Just before leaving for a three-week vacation, I took some photos of a fungus covering a fallen dead hardwood tree. While I was in California, I watched a video by a charismatic fungal enthusiastic, Adam Haritan, who made it clear that my fungus was either Turkey Tail or a Turkey Tail look-alike and that the only way to know for sure would be to examine its underside.
If the underside was white and had tiny pores, my fungus was trametes versicolor, commonly known as “Turkey Tail.” If it was more beige and smooth, it was stereum ostrea with the pitiable moniker “False Turkey Tail.” If it was slightly purple and had a toothy structure, it was trichaptum biforme – “Violet Toothed Polypore.”

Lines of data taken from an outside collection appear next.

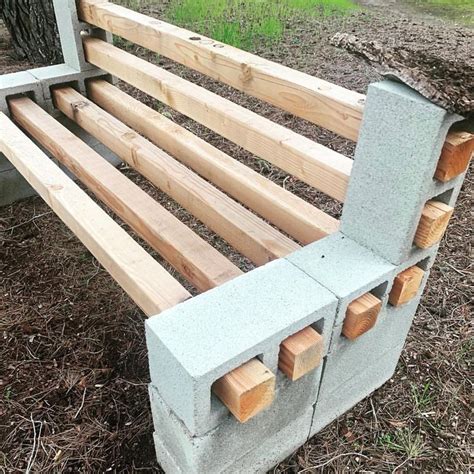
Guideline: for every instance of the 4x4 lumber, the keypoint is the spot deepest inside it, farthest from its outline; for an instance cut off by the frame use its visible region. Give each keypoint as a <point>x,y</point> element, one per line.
<point>361,316</point>
<point>456,155</point>
<point>300,353</point>
<point>151,287</point>
<point>195,259</point>
<point>295,216</point>
<point>406,286</point>
<point>246,232</point>
<point>433,223</point>
<point>309,161</point>
<point>246,390</point>
<point>321,102</point>
<point>331,106</point>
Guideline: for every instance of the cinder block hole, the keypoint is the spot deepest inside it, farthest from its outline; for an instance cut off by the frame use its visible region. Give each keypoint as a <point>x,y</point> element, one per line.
<point>362,313</point>
<point>30,94</point>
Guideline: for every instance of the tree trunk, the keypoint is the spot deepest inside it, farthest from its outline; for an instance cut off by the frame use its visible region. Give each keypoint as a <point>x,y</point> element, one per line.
<point>33,30</point>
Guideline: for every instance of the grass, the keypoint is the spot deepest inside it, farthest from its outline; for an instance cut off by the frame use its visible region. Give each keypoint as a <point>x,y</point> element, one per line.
<point>248,23</point>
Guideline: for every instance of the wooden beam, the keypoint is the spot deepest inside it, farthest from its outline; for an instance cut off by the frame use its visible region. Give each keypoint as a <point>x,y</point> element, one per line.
<point>433,224</point>
<point>300,353</point>
<point>150,286</point>
<point>455,156</point>
<point>247,390</point>
<point>331,106</point>
<point>406,286</point>
<point>246,232</point>
<point>311,162</point>
<point>295,216</point>
<point>361,315</point>
<point>195,259</point>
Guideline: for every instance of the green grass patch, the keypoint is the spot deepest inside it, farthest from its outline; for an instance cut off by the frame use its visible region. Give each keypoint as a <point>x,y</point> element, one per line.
<point>247,23</point>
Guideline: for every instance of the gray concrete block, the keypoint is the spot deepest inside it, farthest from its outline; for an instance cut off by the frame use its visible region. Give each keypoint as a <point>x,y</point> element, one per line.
<point>18,83</point>
<point>232,445</point>
<point>63,74</point>
<point>398,149</point>
<point>197,342</point>
<point>345,268</point>
<point>334,403</point>
<point>13,187</point>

During the three weeks, I realized two things: 1) that I was subconsciously rooting for my fungus to be what mycologists call true Turkey Tail and 2) how prejudiced I was being. After all, “False Turkey Tail” was so-named only because of its resemblance to the topside of trametes versicolor, not because it had some nefarious motives as an imposter. And besides, Turkey Tail itself was named because of its resemblance to an actual turkey’s tail. And the poor Violet Toothed Polypore, which is in fact the most common of the three species, had the role of a third child, mentioned for its relationship to the other two.
When I arrived home, I headed to the log in question, picked off a piece of the overlapping fungus and flipped it over. It was clearly violet and toothy. As I celebrated the identification of Violet Toothed Polypore, I felt a tinge of disappoinment in myself for feeling a tinge of disappointment that it was not true Turkey Tail.